By purchasing the development rights, land conservation organizations ensure the property will not have houses, apartments or shopping centers on it.

And that, says Scott, is good for all Central Texans, because it protects ecosystems and aquifers, as well as limits pollution and the destruction of native trees.

But property owners at similar ranches around the state, including several in Hays County, are using their ranch land for new purposes, including hunting leases, ecotourism, camping, wildlife game ranches, parks and vineyards. Of course, some still use their land for good old-fashioned ranching of cattle and goats.

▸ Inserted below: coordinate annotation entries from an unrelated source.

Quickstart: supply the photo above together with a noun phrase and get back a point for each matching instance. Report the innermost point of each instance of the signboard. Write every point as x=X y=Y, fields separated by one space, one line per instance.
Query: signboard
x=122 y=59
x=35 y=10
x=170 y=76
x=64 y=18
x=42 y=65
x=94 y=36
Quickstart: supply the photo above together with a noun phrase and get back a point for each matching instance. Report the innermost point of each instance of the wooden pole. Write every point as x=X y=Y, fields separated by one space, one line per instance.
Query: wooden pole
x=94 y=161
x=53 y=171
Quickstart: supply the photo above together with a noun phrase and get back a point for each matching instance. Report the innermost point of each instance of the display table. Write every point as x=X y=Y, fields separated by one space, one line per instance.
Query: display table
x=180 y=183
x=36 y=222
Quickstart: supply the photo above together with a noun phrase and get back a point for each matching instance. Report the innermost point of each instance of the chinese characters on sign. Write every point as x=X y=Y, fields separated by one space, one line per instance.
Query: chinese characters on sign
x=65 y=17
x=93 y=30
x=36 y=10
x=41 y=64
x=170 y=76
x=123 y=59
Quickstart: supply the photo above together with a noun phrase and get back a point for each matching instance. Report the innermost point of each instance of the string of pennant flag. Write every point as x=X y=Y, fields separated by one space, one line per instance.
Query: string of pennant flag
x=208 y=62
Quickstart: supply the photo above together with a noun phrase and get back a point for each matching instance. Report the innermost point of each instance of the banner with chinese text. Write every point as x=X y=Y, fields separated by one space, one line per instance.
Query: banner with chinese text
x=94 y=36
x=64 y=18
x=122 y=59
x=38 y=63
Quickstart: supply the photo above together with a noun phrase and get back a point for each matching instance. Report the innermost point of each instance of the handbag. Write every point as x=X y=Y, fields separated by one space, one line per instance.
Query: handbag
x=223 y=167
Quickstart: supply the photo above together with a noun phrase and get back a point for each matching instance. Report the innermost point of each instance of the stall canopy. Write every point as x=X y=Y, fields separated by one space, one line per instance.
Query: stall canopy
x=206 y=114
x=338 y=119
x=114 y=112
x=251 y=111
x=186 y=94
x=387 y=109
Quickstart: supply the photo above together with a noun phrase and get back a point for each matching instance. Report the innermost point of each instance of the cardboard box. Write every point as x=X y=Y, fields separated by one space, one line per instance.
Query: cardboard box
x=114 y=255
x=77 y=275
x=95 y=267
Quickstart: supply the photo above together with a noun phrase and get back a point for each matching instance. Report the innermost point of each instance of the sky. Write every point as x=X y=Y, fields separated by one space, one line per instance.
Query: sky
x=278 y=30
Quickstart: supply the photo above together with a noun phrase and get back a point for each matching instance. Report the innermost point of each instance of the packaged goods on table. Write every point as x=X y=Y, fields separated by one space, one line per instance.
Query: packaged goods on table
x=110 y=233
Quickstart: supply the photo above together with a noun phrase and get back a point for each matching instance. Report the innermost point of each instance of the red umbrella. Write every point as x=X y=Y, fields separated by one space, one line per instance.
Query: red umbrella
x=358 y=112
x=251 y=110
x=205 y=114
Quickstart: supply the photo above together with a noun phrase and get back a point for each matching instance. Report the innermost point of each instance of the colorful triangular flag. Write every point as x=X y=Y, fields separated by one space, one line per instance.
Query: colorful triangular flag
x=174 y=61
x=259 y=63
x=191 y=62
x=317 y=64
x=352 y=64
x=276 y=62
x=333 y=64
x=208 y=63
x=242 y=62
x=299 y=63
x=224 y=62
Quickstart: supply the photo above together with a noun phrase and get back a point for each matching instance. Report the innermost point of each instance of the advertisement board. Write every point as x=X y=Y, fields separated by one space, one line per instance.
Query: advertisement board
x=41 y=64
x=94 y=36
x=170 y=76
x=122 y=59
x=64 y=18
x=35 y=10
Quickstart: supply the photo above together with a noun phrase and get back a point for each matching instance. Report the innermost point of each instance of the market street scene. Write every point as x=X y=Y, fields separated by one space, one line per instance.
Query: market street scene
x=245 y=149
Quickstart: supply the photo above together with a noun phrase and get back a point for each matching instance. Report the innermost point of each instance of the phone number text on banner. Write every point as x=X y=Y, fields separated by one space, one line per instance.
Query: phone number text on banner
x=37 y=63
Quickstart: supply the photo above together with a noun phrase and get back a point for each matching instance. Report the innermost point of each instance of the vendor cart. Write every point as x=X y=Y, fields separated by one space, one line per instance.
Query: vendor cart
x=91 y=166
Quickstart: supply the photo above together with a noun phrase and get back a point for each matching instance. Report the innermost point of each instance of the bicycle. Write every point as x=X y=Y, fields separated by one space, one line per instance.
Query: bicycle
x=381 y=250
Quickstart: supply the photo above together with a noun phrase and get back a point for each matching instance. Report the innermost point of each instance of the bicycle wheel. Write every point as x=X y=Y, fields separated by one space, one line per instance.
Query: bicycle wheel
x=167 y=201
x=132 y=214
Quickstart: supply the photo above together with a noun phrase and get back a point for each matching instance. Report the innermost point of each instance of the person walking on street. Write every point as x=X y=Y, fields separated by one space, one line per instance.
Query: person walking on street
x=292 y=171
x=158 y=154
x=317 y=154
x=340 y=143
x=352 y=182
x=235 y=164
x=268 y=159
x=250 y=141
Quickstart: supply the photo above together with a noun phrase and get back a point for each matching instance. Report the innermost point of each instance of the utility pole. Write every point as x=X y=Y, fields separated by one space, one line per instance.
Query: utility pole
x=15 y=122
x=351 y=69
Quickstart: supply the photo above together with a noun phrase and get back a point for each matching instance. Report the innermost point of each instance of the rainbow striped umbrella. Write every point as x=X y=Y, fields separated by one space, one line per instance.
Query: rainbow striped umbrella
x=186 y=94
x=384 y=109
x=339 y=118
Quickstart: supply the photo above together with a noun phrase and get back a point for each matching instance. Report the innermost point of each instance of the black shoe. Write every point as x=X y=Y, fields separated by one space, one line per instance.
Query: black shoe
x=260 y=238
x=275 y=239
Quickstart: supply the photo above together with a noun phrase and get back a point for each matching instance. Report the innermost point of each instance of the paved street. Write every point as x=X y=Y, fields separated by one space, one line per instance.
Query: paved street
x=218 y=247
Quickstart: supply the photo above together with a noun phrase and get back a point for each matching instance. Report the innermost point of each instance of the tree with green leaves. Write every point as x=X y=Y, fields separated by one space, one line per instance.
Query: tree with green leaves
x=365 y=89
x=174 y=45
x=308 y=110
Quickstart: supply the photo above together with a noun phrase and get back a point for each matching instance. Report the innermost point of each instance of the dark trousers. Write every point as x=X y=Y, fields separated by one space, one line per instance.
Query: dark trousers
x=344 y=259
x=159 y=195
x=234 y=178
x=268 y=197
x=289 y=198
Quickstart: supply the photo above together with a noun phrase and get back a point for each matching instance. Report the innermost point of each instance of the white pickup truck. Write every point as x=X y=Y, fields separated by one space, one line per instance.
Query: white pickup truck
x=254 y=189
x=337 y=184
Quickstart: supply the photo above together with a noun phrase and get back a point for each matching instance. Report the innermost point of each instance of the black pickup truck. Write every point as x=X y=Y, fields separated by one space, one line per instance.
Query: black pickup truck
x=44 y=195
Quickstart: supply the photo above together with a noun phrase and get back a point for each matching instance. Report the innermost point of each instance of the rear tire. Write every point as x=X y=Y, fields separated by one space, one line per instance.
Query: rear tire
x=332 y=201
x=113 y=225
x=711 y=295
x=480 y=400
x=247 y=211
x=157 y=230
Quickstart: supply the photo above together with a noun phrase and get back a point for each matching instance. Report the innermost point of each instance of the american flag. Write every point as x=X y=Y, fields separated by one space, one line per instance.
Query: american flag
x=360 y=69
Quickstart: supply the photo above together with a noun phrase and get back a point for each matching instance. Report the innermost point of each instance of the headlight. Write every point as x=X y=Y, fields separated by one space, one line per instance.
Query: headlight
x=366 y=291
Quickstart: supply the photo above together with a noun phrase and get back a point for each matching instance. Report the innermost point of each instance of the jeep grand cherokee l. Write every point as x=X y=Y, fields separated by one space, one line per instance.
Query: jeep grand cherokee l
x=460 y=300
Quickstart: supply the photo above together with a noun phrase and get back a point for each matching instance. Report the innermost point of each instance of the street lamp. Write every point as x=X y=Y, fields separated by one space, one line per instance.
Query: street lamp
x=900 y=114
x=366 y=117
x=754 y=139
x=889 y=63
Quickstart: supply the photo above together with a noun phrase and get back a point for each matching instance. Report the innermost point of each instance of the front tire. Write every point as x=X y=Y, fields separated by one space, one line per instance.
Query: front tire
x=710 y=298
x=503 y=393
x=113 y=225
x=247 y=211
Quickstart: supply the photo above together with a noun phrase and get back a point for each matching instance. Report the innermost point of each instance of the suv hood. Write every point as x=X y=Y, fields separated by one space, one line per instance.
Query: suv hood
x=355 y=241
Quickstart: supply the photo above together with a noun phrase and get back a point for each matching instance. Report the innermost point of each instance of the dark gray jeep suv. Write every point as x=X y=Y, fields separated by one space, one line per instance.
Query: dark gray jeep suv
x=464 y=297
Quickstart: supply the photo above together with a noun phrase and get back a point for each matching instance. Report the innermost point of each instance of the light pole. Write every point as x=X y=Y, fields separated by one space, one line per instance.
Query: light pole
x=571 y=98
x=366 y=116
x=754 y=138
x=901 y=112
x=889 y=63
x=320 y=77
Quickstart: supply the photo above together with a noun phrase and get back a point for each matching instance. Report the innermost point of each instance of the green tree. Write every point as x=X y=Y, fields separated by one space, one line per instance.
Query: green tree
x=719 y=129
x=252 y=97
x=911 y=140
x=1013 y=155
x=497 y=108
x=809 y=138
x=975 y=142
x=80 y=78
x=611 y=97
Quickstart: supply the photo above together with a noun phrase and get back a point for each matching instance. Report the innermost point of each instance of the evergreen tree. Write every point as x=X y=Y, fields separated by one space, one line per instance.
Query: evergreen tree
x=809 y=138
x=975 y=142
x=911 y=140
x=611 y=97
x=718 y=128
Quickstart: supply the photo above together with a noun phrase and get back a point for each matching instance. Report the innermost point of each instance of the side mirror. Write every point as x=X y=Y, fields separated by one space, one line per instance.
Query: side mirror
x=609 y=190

While the acreage may be sold for pennies on the dollar in such a transaction, funding the purchase of ranch development rights is no inexpensive endeavor.

Buying the Triple C land development rights required more than $4 million in grant money from the Natural Resources Conservation Service (NRCS). Phase I includes 414 acres and is scheduled to close before Sept. 30, 2012. NRCS will contribute $1.5 million in grant funds through its Farm and Ranch Lands Protection Program (FRPP).

Phase II will include an additional 828 acres and is scheduled to close before Sept. 30, 2013. NRCS has obligated an additional $3 million in FRPP grant funding for the Phase II conservation easement. The Phase II conservation easement will require approximately $1.5 million in additional matching funds.

The purchase also included a donation of $750,000 by the landowner.

Land trust organizations also rely heavily on private donations and memberships, which can be as little as $6 a month, to fund such purchases.

Standing on a hillside inside the ranch aptly named Church Hill, the view seems endless. A wall of limestone, called Chalk Bluff because of the chalky look of the rock, juts high over Flat Creek. As far as the eye can see are native oak-juniper and brush that grace the land. The ranch landscape also includes grassland savanna, wooded canyons and riparian habitat. The property also includes 3.6 miles of Flat Creek and its tributaries, which drain into Onion Creek just east of the property.

According to the Barton Springs/Edwards Aquifer Conservation District, “Onion Creek is the main contributor of recharge to the Barton Springs segment of the Edwards Aquifer, contributing an estimated 45 percent of total recharge,” demonstrating the importance of conserving Onion Creek for the benefit of Barton Springs and our regional water supply.

Yet just over the next ridge, some 350 rooftops of the development La Ventana can be seen scattered among the trees. That neighborhood sits on a former Hill County ranch.

Triple C Ranch will never have all those houses built on it. Once a property enters a land trust agreement, the development rights are extinguished forever.

HCC is currently seeking donations and applying for grants to raise approximately $2.2 million in additional matching funds; $750,000 must be raised by Sept. 30.